Well, maybe.  I don’t know.  And nor does anyone else, but it does add a certain amount of spice to tonight don’t you think?

That's just showing off

That's just showing off

He always has to go one better doesn’t he?  Show off.  Gordon Brown has a car crash at his event, so Farage has to go and have a plane crash just to make a point.  Chuh.

Um, hope he’s all right, and gets on the podium tomorrow (Buckingham are one of those loser Friday-counter seats).  The one thing that would really put the icing on the cake of a Tory win would be Bercow losing his seat.  Which reminds me, it’s time for the Partyreptile Prediction Poser…

Go and vote!

Go and vote!

Go on, seriously.  You don’t get the opportunity all that often, and if ever there was an election that demanded a high turnout this is it.

I’m not going to tell you who to vote for, of course.  But I will just say that a vote for Gordon Brown would be, like a vote for his mate Al Gore would have been, a vote for the complete annihilation of all possible worlds.  You have been warned.

JATLBCIB

JATLBCIB

There is something rather wonderful about people who proudly clutch attempted insults to their bosom.  It does, after all, have a long and noble tradition – Tory, suffragette, neo-Conservative – all were (and in the last case still is) designed to be opprobrious epithets but ended up being embraced by the recipients.

So, full marks to John Rentoul for flourishing the banner of Just About The Last Blairite Columnist In Britain.  I still prefer my description though - the Martin Bormann of the Blair bunker (and I really do mean that in the nicest possible way).  I can understand his being less than happy to embrace it though.

Wednesday, May 05, 2010

Almost...

Almost...

Nearly there now.  The reason there hasn’t been all that much election build-up on this blog over the last week isn’t that I’m not interested – I’m fascinated.  It’s more that the whole tenor of coverage seems vaguely pointless.  The polls are up and down – more about them in a minute – and the campaigns seem as frenziedly pointless as ever.  Everyone’s talking about the possible permutations of a hung parliament, from sober assessments of whether Cameron could go it alone to frothing nonsense about a Tory coup (no, really).

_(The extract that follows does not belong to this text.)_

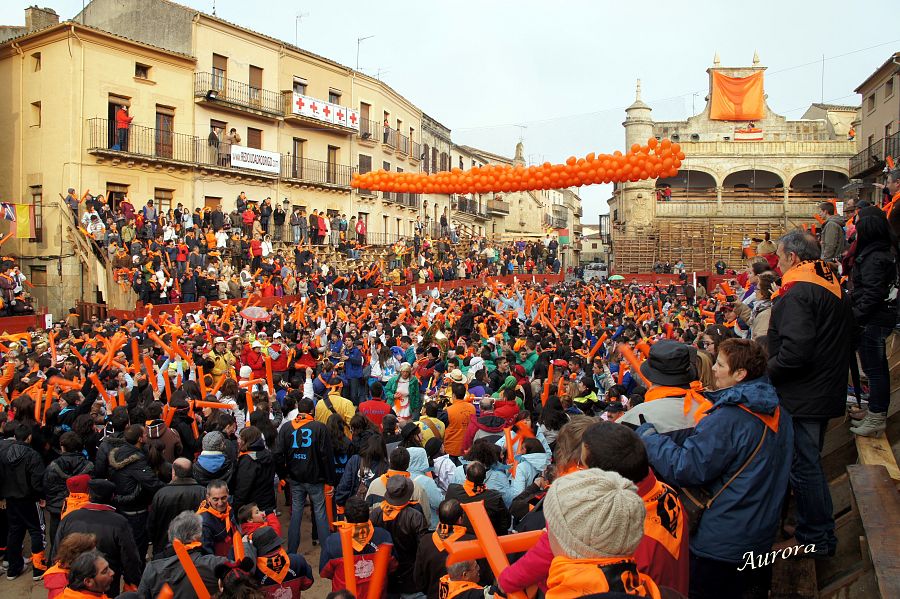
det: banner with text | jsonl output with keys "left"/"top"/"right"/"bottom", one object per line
{"left": 291, "top": 93, "right": 360, "bottom": 131}
{"left": 230, "top": 145, "right": 280, "bottom": 175}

And yes, these speculations are fun.  What happens if the Tories get to 310 seats?  What if they get only 280?  Or even 275?  What happens if Labour fall behind the Lib Dems?  Or don’t?  Or collapse entirely?  What happens if the Lib Dems consolidate their surge and finish second?  What if they replace Labour as the opposition?  What if it all just fizzles out again?

All of these are fun questions, but since we don’t know the damn answer to them, there’s really not much point in trying to answer them – we’ll know the scores on the doors in a couple of days, and speculating from a known position is rather more productive.  Before we start asking ‘what happens after the election?’ we’d probably better ask ‘what’s going to happen in the election?’.